The victim told police that he met a woman on January 29 who he had sexual intercourse with. At some point in the day, they went to a BP gas station where the woman “interacted with several individuals,” per the lawsuit.
They then left to another location where the victim was robbed and carjacked at gunpoint by a man who the woman had interacted with earlier at the BP gas station. The victim told police his phone was returned to the gas station two days later.
The lawsuit, filed on Thursday in the Eastern District of Michigan, names Detective LaShauntia Oliver as a defendant, who was assigned to the case.
When Oliver learned that a woman had returned the victim’s phone to the gas station, she allegedly ran facial technology on the video footage, which identified her as Woodruff.
“Detective Oliver stated in detail in her report what she observed in the video footage, and there was no mention of the female suspect being pregnant,” the lawsuit states.
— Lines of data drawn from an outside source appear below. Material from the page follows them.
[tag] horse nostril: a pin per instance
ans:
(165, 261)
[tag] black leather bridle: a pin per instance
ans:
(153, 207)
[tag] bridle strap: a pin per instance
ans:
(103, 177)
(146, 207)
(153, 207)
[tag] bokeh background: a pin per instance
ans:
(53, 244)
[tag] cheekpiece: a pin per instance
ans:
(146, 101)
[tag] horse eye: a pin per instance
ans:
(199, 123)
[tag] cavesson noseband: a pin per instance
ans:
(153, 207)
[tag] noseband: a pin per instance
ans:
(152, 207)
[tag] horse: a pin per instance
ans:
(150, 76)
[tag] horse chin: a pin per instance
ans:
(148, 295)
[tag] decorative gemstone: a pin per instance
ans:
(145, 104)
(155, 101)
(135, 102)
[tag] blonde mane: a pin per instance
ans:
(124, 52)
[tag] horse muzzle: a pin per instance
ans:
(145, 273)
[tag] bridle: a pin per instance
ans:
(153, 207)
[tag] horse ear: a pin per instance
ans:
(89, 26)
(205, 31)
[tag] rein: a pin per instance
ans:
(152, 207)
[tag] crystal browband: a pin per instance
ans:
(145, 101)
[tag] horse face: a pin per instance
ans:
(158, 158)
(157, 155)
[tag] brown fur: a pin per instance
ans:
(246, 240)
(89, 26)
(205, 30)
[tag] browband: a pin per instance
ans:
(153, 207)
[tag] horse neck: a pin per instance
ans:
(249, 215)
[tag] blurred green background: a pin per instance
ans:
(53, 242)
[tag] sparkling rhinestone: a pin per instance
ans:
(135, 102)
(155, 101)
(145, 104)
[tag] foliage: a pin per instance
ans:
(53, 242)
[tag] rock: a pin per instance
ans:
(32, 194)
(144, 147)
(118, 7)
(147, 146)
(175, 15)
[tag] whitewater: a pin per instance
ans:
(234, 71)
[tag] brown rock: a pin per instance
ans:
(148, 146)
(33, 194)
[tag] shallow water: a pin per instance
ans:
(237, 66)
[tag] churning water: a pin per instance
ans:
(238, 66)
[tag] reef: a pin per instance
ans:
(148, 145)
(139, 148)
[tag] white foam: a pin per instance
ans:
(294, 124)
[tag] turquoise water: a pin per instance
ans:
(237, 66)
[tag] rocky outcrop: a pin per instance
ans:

When a man was arrested while driving the victim’s car on February 2, Oliver failed to show the suspect a picture of Woodruff, according to court documents.
The victim was also shown a lineup of potential suspects and identified Woodruff as the woman he was with when he was robbed. Oliver used an eight-year-old picture of Woodruff in the line up from an arrest in 2015, despite having access to her current driver’s license, according the lawsuit.
On the day the Woodruff was arrested, she and her fiancé urged officers to check the warrant to confirm if the woman who committed the crime was pregnant, which they refused to do, according to the lawsuit.
Woodruff was charged with robbery and carjacking and released from the Detroit Detention Center at around 7 p.m. on $100,000 personal bond.
Her fiancé took her to a medical center following her release where she was diagnosed with a low heart rate due to dehydration, and told she was having contractions from stress related to the incident.
On March 6, the Wayne County Prosecutor’s Office dropped the case against Woodruff for “insufficient evidence,” per the lawsuit.
Detroit Chief James E. White told NBC News he reviewed the allegations in the lawsuit, which he said are “very concerning.”
“We are taking this matter very seriously, but we cannot comment further at this time due to the need for additional investigation,” he said in a statement. “We will provide further information once additional facts are obtained and we have a better understanding of the circumstances.”
Oliver did not respond to requests for comment.